Rekomendasi dialog ini kemudian diperjelas oleh Ketua JDP mendiang Pater Neles Tebay, dengan menuliskan konsep dan mekanisme dengan bukunya berjudul Dialog Jakarta-Papua: Sebuah Perspektif (2009). Sehingga rampunglah tumpukan persoalan Papua dan resolusi konfliknya, yakni dialog damai.

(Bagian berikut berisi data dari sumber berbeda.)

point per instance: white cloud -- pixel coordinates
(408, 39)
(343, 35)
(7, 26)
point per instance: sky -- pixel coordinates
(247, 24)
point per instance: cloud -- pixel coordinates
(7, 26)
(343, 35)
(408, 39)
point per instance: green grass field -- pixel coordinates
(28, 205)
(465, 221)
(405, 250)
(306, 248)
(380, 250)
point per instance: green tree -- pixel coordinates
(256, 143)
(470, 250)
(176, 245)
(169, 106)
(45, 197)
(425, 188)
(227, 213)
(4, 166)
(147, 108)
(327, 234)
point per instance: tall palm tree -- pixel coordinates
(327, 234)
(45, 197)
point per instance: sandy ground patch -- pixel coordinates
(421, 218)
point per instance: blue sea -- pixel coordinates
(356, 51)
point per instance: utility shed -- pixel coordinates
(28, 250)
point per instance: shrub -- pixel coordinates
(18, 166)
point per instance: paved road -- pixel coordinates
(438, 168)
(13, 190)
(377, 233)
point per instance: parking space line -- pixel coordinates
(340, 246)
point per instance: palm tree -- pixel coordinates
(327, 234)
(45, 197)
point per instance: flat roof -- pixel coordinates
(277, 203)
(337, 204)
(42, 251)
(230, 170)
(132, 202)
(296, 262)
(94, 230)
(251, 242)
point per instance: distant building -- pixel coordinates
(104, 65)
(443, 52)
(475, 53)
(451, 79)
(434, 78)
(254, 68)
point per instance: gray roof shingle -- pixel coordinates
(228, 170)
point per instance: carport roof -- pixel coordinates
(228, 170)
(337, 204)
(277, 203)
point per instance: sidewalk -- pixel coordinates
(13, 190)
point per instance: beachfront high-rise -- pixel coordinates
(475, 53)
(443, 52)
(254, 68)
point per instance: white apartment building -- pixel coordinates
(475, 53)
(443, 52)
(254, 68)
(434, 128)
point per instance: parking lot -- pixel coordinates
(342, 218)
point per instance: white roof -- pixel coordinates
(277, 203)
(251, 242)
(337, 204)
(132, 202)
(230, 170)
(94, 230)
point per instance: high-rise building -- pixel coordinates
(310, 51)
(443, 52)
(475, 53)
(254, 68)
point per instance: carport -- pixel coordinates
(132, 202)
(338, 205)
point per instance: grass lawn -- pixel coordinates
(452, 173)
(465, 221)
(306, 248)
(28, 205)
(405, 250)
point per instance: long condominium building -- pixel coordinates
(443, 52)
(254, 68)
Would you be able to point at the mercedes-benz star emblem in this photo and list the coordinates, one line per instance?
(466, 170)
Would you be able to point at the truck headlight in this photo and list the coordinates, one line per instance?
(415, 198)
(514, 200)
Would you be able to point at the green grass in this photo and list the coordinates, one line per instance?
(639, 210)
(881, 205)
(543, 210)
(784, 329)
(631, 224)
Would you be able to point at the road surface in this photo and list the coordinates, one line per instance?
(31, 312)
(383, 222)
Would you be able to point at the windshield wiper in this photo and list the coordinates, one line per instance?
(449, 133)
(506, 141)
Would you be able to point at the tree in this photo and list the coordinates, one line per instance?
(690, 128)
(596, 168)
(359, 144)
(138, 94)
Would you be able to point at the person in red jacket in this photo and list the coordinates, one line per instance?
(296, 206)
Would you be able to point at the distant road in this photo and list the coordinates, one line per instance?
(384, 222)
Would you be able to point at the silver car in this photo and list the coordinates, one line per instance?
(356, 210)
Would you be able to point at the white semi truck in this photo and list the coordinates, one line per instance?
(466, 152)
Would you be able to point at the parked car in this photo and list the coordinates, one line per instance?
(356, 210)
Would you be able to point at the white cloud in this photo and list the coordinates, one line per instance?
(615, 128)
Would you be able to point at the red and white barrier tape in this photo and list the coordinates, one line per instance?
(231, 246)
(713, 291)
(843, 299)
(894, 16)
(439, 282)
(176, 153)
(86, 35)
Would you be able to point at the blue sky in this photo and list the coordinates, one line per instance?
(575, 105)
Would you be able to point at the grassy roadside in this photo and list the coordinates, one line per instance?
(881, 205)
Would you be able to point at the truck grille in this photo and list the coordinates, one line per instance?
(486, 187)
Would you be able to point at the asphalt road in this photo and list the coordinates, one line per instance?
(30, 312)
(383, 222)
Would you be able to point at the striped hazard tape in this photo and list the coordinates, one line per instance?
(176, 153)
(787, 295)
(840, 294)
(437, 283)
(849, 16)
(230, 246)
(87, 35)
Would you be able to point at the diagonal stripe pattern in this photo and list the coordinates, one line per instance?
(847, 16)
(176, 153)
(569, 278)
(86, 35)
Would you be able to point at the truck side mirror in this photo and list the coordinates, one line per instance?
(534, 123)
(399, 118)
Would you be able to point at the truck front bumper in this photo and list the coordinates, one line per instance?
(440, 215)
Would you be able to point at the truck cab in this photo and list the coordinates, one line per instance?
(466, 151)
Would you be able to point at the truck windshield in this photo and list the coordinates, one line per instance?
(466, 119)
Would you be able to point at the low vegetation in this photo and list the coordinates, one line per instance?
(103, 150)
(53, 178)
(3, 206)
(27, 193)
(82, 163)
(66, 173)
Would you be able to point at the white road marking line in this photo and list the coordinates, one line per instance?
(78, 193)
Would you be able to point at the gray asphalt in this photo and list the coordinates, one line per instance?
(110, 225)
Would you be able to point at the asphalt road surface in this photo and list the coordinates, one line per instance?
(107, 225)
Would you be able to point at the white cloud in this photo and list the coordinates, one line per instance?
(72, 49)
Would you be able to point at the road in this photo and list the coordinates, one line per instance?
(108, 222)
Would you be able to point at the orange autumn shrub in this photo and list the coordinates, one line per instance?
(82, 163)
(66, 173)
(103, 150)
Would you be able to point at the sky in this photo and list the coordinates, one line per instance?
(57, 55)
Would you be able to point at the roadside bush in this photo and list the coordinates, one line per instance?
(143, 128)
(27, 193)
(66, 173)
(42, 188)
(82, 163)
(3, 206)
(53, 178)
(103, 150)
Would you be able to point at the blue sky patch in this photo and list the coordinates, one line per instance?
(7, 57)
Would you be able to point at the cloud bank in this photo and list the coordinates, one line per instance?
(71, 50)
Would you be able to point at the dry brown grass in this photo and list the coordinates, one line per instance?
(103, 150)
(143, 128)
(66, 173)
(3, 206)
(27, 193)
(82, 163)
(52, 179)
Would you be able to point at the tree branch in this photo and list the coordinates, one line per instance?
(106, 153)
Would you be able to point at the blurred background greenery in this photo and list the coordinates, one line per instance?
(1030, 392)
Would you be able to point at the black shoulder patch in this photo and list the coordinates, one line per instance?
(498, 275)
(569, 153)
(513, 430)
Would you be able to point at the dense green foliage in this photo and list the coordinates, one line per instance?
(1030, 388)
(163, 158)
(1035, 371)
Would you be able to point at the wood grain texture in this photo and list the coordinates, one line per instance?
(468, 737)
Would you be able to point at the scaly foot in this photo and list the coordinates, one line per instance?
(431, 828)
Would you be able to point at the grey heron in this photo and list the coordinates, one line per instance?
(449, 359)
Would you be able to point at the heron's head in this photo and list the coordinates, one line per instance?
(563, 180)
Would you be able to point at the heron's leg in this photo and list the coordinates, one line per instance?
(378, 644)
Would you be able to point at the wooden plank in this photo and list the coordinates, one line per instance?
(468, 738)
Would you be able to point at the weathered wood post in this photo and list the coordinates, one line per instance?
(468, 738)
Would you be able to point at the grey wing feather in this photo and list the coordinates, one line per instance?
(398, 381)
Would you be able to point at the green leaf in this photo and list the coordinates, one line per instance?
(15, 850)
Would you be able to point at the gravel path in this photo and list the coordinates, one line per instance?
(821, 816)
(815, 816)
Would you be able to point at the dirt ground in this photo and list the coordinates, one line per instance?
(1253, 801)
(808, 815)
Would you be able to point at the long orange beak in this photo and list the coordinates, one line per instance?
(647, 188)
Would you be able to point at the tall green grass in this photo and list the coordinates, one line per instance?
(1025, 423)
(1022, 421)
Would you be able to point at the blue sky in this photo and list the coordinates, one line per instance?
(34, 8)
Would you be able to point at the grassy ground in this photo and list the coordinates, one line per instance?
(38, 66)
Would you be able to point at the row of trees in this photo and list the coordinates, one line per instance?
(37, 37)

Namun, hingga kini menjadi wacana dan statement publik yang tidak pernah terealisasikan di negara Indonesia, padahal dialog menjadi kunci penyelesaian atas semua pelanggaran HAM di Tanah Papua.
Epilog
Negara Indonesia harus berpikir dengan bijaksana. Janganlah melihat manusia Papua “bagai monyet”. Sejatinya orang Papua adalah manusia, bukan label tidak manusiawi yang dipikirkan oleh negara Indonesia. Negara harus mempertemukan pihak ideologi Papua merdeka harga mati dan NKRI harga mati, karena situasi tersebut masih hangat di tanah Papua.
Melahirkan konflik dan pelanggaran HAM yang jatuh korban adalah warga sipil. Melalui ini terus memelihara kebencian yang merusak hidup persaudaraan manusia. Penulis pikir ini masalah yang serius, oleh karena itulah penulis merasa amat sangat penting untuk disampaikan secara terbuka demi melahirkan sikap hidup baru atau lebih tepat semua orang yang hidup di Papua memulai hidup bersama yang baru tanpa ada konflik dan kekerasan.
Dialog menjadi kunci penyelesaian demi keselamatan alam dan rakyat tertindas maka itu mesti secara terbuka dilihat bersama. Perjuangan kemanusiaan tanpa batas mesti dijunjung tinggi karena kita semua adalah manusia yang bermartabat.
Dialog merupakan sarana yang didorong oleh Jaringan Damai Papua (JDP) untuk mencari solusi penyelesaian masalah untuk tidak merugikan siapapun. Oleh karena itu dialog sepatutnya dilaksanakan dan diwujudkan di tanah Papua. Dialog merupakan kunci penyelesaian sebab itu hendaknya duduk dan bicara dengan melibatkan pihak ketiga yang netral .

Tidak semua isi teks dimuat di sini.